Pylint provides a ``pylint.testutils.CheckerTestCase``
to make test cases very simple.
We can use the example code that we used for debugging as our test cases.

.. code-block:: python

  import astroid
  import my_plugin
  import pylint.testutils


  class TestUniqueReturnChecker(pylint.testutils.CheckerTestCase):
      CHECKER_CLASS = my_plugin.UniqueReturnChecker

      def test_finds_non_unique_ints(self):
          func_node, return_node_a, return_node_b = astroid.extract_node("""
          def test(): #@
              if True:
                  return 5 #@
              return 5 #@
          """)

          self.checker.visit_functiondef(func_node)
          self.checker.visit_return(return_node_a)
          with self.assertAddsMessages(
              pylint.testutils.MessageTest(
                  msg_id="non-unique-returns",
                  node=return_node_b,
              ),
          ):
              self.checker.visit_return(return_node_b)

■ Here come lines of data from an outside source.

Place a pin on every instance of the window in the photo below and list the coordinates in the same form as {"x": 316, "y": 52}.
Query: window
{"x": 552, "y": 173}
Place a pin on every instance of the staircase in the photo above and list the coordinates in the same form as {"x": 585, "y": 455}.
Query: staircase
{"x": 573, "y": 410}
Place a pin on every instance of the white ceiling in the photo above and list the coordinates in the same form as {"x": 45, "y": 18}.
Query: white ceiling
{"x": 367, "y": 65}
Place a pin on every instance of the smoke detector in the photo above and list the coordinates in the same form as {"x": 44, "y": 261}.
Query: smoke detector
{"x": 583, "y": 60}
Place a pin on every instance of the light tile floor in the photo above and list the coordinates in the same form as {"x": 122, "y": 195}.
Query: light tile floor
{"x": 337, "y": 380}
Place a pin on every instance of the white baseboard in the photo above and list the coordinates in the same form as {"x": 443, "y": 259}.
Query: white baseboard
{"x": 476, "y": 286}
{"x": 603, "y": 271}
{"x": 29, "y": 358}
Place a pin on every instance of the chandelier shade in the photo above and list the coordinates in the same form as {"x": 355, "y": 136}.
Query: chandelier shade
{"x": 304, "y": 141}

      def test_ignores_unique_ints(self):
          func_node, return_node_a, return_node_b = astroid.extract_node("""
          def test(): #@
              if True:
                  return 1 #@
              return 5 #@
          """)

          with self.assertNoMessages():
              self.checker.visit_functiondef(func_node)
              self.checker.visit_return(return_node_a)
              self.checker.visit_return(return_node_b)


Once again we are using ``astroid.extract_node`` to
construct our test cases.
``pylint.testutils.CheckerTestCase`` has created the linter and checker for us,
we simply simulate a traversal of the AST tree
using the nodes that we are interested in.